Auto DragGAN: Editing the Generative Image Manifold in an Autoregressive Manner
Pengxiang Cai, Zhiwei Liu, Guibo Zhu, Yunfang Niu, Jinqiao Wang
TL;DR
Auto DragGAN tackles the challenge of pixel-level fine-grained image editing with fast inference by learning latent-code motion in the StyleGAN latent space. It introduces a Latent Regularizer and a Latent Predictor based on a transformer encoder-decoder that autoregressively predicts latent trajectories $w_0 \rightarrow w_n$. The two-stage training keeps latent motion within the natural $W^{+}$ distribution while enabling pixel-precise edits with high speed, achieving results competitive with or better than DragGAN. This approach enables interactive, high-fidelity editing of GAN-generated images with substantially reduced inference time.
Abstract
Pixel-level fine-grained image editing remains an open challenge.
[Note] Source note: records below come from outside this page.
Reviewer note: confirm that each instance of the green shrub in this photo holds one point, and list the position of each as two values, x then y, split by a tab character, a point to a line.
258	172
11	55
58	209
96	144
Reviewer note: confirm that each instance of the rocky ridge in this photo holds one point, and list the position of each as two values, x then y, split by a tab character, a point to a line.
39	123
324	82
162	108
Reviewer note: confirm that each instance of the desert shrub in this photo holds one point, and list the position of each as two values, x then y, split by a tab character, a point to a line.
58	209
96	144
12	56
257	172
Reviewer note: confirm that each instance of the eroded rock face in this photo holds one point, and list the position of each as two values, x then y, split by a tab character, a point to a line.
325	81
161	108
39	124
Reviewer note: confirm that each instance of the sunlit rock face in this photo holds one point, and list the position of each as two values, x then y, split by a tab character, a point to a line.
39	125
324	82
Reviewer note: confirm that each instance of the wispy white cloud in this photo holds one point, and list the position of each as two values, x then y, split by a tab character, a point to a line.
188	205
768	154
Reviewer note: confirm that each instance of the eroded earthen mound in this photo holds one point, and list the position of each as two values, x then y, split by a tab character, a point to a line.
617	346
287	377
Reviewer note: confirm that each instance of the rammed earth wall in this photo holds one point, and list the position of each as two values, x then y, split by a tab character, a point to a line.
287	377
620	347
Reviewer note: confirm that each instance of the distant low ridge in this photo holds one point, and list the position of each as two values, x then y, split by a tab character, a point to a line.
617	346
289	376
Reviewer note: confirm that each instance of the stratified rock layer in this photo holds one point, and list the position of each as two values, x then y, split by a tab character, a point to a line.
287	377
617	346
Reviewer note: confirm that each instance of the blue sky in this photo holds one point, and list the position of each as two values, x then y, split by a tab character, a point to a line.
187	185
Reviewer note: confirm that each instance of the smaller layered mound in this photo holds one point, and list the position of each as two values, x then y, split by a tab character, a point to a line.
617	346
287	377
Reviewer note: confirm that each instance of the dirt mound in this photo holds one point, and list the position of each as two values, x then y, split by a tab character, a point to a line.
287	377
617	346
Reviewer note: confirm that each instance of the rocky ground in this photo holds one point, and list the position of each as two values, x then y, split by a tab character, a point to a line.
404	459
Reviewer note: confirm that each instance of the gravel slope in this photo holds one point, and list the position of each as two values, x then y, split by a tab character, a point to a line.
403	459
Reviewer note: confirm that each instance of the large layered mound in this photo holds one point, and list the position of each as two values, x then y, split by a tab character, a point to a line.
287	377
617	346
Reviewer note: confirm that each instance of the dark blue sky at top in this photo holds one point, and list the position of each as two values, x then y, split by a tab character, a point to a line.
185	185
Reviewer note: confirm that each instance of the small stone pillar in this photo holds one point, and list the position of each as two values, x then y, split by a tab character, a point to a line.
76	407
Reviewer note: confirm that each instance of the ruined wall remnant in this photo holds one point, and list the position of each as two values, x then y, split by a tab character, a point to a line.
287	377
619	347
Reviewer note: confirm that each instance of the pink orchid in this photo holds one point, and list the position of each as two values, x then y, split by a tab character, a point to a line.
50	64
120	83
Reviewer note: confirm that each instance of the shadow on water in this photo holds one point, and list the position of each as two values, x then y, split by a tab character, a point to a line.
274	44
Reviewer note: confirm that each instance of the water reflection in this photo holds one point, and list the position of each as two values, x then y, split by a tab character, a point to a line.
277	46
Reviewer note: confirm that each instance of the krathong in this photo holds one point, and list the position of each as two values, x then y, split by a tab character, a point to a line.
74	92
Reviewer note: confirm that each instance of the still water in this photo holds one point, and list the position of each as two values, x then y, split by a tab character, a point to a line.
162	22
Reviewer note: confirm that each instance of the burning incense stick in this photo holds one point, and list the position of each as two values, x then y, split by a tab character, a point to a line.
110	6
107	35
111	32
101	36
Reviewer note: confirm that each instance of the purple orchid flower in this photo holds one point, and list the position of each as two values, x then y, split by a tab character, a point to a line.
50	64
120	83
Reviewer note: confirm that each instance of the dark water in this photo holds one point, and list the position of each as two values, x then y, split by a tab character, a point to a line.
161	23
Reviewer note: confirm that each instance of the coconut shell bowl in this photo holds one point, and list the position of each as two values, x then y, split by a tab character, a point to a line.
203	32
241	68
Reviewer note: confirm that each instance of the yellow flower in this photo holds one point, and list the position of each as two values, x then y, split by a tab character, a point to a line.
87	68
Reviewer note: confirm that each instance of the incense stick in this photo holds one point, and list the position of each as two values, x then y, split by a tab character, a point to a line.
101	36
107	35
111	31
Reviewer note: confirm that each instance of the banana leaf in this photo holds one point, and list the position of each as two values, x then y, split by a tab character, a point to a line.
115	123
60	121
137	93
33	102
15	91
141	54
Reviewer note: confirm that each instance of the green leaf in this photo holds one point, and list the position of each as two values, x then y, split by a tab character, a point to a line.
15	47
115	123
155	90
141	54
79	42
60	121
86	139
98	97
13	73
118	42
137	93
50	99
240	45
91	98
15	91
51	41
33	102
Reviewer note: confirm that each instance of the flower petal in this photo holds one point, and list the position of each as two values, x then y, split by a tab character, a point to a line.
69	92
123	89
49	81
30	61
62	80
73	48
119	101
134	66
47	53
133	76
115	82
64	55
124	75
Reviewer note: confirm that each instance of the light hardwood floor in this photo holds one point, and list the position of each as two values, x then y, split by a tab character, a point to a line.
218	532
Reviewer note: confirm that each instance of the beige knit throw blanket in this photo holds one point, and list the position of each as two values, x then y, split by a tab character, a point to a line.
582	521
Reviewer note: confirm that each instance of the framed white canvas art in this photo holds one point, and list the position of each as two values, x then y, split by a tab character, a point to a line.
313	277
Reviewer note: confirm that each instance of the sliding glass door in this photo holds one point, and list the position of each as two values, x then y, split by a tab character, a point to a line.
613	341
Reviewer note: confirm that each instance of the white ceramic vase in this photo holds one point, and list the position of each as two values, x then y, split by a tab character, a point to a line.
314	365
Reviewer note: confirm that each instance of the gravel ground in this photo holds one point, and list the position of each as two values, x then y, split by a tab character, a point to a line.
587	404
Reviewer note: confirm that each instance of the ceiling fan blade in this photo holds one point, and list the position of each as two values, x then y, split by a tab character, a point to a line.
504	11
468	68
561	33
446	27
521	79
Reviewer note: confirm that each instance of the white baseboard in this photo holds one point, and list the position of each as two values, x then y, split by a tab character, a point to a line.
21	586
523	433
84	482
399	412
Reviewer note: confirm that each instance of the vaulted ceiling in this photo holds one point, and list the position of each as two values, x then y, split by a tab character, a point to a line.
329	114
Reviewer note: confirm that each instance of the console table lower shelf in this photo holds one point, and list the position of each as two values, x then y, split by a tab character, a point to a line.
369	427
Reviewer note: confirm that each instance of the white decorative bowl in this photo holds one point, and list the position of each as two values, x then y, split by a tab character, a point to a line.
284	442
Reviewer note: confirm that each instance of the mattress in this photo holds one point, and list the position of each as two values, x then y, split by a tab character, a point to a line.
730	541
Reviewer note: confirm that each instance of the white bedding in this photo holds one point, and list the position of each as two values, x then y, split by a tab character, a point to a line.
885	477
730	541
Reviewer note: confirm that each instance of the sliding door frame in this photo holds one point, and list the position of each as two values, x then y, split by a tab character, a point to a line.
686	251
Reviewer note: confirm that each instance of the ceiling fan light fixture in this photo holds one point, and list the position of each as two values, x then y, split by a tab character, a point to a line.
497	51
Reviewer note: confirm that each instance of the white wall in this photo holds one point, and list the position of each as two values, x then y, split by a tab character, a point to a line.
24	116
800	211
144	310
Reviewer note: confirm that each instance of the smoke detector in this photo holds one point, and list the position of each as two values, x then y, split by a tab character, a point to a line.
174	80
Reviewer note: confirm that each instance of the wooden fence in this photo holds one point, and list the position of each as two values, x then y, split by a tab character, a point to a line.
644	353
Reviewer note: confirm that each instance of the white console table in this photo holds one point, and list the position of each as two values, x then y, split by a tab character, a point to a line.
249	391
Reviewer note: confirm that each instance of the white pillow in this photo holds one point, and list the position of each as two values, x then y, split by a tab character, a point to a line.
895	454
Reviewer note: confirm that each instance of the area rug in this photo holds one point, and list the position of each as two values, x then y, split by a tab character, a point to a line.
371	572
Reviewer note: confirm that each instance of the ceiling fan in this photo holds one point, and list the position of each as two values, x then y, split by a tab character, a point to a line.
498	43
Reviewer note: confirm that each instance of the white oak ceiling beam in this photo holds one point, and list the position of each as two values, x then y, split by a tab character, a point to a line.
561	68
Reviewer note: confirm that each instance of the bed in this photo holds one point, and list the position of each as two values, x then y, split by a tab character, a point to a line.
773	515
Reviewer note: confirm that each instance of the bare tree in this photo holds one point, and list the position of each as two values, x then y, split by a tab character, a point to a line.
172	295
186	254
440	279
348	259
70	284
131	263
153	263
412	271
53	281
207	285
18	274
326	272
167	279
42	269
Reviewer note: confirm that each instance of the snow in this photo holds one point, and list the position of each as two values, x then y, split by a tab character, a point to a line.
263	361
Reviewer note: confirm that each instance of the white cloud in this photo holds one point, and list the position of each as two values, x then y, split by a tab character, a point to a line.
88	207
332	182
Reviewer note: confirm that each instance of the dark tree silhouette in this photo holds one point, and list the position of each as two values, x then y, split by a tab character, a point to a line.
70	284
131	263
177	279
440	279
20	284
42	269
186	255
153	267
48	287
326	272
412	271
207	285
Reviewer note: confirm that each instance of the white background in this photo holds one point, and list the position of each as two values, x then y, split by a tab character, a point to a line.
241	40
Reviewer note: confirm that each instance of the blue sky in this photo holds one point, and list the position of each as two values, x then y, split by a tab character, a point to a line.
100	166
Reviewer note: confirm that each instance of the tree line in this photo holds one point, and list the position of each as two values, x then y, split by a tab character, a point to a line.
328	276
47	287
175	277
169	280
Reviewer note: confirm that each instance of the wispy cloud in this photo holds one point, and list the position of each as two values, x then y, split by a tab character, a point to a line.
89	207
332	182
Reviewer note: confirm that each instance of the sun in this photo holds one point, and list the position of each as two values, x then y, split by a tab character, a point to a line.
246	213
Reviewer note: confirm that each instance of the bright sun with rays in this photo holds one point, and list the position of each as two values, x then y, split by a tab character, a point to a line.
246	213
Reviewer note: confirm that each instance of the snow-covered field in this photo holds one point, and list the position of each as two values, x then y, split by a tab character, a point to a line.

Previous works fail to achieve an ideal trade-off between control granularity and inference speed. They either fail to achieve pixel-level fine-grained control, or their inference speed requires optimization. To address this, this paper for the first time employs a regression-based network to learn the variation patterns of StyleGAN latent codes during the image dragging process. This method enables pixel-level precision in dragging editing with little time cost. Users can specify handle points and their corresponding target points on any GAN-generated images, and our method will move each handle point to its corresponding target point. Through experimental analysis, we discover that a short movement distance from handle points to target points yields a high-fidelity edited image, as the model only needs to predict the movement of a small portion of pixels. To achieve this, we decompose the entire movement process into multiple sub-processes. Specifically, we develop a transformer encoder-decoder based network named 'Latent Predictor' to predict the latent code motion trajectories from handle points to target points in an autoregressive manner. Moreover, to enhance the prediction stability, we introduce a component named 'Latent Regularizer', aimed at constraining the latent code motion within the distribution of natural images. Extensive experiments demonstrate that our method achieves state-of-the-art (SOTA) inference speed and image editing performance at the pixel-level granularity.